The basic objectives of orthodontics and
orthognathic surgery are to meet patient' complaints, establish optimal
functional outcomes, and promote good esthetic results. To achieve this, the
orthodontist and the surgeon must be able to correctly diagnose dental and
skeletal deformities and establish an appropriate treatment plan for that
patient. Class III malocclusion is a difficult anomaly to understand.

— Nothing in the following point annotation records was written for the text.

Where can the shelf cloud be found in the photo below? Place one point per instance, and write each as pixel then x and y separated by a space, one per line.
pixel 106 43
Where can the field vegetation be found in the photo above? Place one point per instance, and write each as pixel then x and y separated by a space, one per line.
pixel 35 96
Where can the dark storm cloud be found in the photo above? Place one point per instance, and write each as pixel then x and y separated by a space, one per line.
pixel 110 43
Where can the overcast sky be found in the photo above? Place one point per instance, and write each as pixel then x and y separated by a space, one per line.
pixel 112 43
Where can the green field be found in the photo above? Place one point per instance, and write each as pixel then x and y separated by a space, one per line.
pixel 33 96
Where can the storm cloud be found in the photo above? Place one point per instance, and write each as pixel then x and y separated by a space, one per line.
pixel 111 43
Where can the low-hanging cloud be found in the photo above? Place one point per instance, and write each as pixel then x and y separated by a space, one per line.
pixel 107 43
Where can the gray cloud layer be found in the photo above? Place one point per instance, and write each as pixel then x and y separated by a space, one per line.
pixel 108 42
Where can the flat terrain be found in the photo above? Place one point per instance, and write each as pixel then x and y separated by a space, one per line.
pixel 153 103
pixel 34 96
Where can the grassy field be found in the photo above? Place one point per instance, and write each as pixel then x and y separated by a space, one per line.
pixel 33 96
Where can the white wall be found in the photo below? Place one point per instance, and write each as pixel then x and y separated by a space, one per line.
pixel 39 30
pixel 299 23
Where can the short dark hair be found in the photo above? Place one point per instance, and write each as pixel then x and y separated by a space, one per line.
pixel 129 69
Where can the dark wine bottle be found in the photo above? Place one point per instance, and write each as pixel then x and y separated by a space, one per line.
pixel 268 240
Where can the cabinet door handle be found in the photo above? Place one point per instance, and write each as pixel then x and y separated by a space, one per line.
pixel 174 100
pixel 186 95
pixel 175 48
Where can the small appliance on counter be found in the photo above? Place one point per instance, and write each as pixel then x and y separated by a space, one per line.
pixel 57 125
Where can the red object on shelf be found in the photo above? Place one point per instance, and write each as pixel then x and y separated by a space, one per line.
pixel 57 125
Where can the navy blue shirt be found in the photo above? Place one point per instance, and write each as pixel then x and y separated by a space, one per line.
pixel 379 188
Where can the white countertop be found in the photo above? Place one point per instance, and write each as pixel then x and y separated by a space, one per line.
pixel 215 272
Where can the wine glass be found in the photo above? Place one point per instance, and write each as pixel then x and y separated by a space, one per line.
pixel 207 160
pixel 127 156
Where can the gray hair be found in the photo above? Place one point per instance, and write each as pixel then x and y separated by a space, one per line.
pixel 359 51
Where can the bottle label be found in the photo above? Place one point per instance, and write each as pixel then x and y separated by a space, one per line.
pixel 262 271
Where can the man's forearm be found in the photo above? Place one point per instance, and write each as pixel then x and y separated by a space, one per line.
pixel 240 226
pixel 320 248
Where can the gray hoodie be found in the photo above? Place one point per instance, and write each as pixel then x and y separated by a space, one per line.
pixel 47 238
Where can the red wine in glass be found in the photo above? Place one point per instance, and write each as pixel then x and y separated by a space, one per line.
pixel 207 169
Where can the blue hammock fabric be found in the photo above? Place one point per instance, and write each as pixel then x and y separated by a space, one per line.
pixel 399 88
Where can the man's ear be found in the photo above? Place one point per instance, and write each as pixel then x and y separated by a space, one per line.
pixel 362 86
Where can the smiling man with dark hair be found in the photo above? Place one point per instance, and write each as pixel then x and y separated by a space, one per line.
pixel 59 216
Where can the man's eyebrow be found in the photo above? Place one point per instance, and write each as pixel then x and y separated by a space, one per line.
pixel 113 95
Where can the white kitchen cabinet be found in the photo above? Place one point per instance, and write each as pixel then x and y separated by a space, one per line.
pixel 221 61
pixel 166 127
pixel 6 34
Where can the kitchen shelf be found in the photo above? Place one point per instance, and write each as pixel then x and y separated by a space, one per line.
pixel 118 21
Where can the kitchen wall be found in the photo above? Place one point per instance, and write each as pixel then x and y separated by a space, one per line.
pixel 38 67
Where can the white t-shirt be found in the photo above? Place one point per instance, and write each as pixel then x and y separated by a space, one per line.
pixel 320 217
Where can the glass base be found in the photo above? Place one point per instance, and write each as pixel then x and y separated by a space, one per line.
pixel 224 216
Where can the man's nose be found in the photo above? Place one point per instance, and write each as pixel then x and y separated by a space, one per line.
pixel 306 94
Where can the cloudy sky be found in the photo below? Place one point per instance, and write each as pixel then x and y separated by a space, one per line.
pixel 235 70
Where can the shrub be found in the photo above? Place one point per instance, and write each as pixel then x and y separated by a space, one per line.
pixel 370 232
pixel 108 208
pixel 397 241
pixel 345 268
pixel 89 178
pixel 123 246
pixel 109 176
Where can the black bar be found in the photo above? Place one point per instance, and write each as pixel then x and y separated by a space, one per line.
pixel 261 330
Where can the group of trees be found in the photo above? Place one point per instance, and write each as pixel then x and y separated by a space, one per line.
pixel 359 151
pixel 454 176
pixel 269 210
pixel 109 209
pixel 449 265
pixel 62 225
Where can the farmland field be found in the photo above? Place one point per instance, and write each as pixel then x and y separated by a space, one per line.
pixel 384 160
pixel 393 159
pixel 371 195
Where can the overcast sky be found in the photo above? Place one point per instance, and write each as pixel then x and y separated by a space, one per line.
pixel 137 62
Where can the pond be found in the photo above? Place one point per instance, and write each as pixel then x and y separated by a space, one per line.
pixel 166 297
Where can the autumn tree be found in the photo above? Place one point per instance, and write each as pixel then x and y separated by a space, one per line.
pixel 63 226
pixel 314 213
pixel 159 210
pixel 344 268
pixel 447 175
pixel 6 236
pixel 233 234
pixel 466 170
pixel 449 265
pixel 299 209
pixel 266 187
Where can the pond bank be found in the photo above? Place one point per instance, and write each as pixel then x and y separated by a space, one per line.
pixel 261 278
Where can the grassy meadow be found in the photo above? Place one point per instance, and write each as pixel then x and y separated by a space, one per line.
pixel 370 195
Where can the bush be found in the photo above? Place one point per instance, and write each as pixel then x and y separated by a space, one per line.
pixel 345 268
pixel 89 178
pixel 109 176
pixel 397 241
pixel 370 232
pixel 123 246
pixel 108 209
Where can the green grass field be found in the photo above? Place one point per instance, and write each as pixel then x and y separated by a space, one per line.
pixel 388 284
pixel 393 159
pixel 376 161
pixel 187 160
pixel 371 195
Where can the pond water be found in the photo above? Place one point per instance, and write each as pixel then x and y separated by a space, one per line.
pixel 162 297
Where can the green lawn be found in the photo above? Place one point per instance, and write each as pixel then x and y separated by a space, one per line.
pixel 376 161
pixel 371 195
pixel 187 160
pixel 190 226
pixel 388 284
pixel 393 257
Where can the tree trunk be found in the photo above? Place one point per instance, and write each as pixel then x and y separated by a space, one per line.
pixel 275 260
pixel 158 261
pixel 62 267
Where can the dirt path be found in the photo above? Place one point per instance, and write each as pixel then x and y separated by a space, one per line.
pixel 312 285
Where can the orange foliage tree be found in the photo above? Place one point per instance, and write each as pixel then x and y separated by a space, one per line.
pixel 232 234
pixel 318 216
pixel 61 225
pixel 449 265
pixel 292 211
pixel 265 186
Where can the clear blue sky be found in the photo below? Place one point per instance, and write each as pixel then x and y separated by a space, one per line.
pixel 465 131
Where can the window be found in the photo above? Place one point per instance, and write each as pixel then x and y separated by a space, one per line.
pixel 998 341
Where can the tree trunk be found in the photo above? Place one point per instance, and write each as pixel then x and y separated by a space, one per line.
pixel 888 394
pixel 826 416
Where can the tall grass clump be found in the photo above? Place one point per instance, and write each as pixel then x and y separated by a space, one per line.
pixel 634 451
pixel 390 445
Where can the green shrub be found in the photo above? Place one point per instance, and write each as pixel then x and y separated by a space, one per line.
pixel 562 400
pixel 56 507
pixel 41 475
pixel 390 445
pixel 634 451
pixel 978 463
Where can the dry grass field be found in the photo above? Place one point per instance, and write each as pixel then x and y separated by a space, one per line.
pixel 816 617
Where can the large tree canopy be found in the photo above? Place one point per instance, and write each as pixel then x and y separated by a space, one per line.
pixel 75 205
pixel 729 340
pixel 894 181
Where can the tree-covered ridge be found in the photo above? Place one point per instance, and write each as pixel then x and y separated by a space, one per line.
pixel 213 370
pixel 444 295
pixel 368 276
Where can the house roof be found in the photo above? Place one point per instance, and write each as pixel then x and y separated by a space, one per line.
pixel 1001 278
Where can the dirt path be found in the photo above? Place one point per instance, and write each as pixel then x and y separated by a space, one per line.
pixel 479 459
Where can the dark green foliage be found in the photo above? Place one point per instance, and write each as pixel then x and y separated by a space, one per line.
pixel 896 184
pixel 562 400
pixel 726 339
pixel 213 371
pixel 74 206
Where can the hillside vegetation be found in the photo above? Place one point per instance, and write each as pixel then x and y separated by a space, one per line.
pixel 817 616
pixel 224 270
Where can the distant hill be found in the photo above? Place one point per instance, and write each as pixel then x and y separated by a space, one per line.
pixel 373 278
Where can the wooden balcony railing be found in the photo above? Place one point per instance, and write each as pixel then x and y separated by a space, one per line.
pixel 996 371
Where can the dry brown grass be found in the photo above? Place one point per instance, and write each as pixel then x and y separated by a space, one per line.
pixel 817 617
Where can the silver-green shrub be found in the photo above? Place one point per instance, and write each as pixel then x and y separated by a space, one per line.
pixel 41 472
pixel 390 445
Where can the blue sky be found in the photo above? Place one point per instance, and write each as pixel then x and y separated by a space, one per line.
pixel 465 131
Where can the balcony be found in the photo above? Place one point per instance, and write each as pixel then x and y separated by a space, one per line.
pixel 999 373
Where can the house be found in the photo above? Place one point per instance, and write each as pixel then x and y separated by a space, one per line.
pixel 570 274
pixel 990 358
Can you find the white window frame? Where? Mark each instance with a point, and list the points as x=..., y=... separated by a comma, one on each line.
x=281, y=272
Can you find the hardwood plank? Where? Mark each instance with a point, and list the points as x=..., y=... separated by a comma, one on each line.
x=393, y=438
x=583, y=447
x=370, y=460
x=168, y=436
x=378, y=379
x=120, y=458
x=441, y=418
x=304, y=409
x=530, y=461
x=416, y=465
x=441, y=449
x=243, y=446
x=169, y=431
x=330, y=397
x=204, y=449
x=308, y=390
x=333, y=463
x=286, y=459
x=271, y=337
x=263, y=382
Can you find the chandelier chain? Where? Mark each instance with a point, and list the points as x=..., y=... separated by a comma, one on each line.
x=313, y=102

There are three main treatment options for
skeletal Class III malocclusion: growth modification, dentoalveolar
compensation, and orthognathic surgery. Growth modification should be initiated
before the pubertal growth spurt; afterwards, only two options are possible.
Thus, treatment of skeletal Class III malocclusion in an adult requires
orthognathic surgery combined with conventional orthodontic treatment aiming to
improve self-esteem and achieve normal occlusion and improvement of facial
esthetics.
Surgical treatment of Class III malocclusion
includes, in most cases, mandibular retrusion, maxillary protrusion, or a
combination of both. Mandibular clockwise rotation can also provide the same
result as mandibular retrusion, when increase of lower anterior face height is
allowed. Although the problem appeared to be a protruded mandible, the
orthognathic surgery included a counterclockwise rotation of the mandibular
occlusal plane with advancement of pogonion, segmentation of the maxilla with
advancement and expansion, and surgical protrusion of the chin. The pros and
cons of these procedures are discussed.